Un énorme mur, haut et massif, se dresse au milieu du plateau, le coupant en deux, de face à fond de scène. Il condamne chacun des interprètes à n'évoluer que d'un seul côté, définitivement séparé de l'autre. Un homme, une femme. Alain Buffard, Régine Chopinot.
A cet instant, on pourrait croire qu'un dualisme efficace est instauré. Qu'il permettra de décliner sagement la typicité de ces deux êtres, de leurs deux genres. Et qu'il conduira bien entendu à mieux les rassembler en fait, ainsi que le prescrit tout l'imaginaire du duo amoureux en général, et chorégraphique en particulier... Un, plus un, égaleraient deux, comme il se doit.
Mais rien ne fonctionne de façon aussi stable, suggère si bien le titre Wall dancin' wall fuckin', du dispositif exceptionnellement intelligent, et prenant, mis en œuvre par Alain Buffard La violente coupure de l'espace scénique par une paroi infranchissable crée une excavation dans la masse flottante des évidences. Elle instaure un dispositif à décadrer les regards, les creuser et les tendre, pour réinventer constamment les plans mouvants d'une mise en relation très problématique, purement imaginaire dès lors que sa concrétisation physique a été évacuée. Mais quelle relation ne se nourrit pas avant tout dans une projection imaginaire ?
Danseur, je te tiens, tu me tiens, dans notre ailleurs mental ; de la même façon qu'entre eux les deux performeurs. Ce mur – qui n'est d'ailleurs que de carton – danse dans la triangulation de l'action performative (des interprètes), de l'action perceptive (des spectateurs), et de l'action réflexive qui les projette, les constitue et les dépasse.

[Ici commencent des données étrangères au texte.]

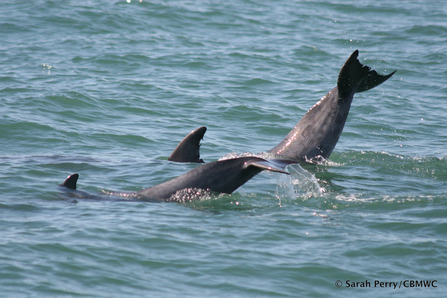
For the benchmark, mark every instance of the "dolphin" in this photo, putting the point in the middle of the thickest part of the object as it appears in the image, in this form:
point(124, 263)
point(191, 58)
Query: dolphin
point(224, 176)
point(316, 134)
point(188, 150)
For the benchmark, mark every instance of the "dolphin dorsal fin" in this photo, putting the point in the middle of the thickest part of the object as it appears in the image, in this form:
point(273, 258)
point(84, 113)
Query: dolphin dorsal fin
point(188, 150)
point(70, 182)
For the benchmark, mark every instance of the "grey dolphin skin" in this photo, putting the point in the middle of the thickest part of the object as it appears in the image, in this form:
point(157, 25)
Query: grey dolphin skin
point(317, 133)
point(188, 150)
point(223, 176)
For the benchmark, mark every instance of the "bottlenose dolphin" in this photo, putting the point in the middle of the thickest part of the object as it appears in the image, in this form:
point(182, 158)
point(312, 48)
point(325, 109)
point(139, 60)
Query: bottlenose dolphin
point(314, 137)
point(224, 176)
point(317, 133)
point(188, 150)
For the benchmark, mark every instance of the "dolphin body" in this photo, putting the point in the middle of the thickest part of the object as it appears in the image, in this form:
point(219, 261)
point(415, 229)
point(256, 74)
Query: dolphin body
point(188, 150)
point(316, 134)
point(223, 176)
point(314, 137)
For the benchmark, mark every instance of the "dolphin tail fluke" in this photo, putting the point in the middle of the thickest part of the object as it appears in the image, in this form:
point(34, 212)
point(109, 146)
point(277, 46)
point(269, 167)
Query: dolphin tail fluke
point(274, 165)
point(355, 77)
point(70, 182)
point(188, 150)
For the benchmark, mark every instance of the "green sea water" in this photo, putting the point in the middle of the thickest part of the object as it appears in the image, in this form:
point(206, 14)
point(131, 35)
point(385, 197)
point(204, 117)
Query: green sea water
point(107, 89)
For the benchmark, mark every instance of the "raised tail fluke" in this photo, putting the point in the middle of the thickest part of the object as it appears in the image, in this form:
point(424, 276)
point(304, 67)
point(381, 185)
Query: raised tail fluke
point(188, 150)
point(71, 181)
point(355, 77)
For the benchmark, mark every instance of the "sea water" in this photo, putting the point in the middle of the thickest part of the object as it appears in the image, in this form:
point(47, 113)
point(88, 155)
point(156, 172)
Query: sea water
point(107, 89)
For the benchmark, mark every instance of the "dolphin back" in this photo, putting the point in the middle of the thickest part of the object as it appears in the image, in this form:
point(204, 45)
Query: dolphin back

Se génère une ivresse statique, dangereusement déstabilisatrice. Buffard, avec sa commissure de lèvres délicieusement sophistiquée – pas très masculine – et Chopinot avec ses moues butées d'intrépidité – pas si féminines – y trimballent une crâne présence à distances multiples, à niveaux striés, calmement extrêmes. Quoique très voisin des arts plastiques, Wall dancin, wall fuckin s'inscrit d'une pointe acérée dans le champ véritable de la danse. Il est une superbe expédition conceptuelle dans la pensée en actes de l'espace, créé par des corps saturés de signifiant dynamique.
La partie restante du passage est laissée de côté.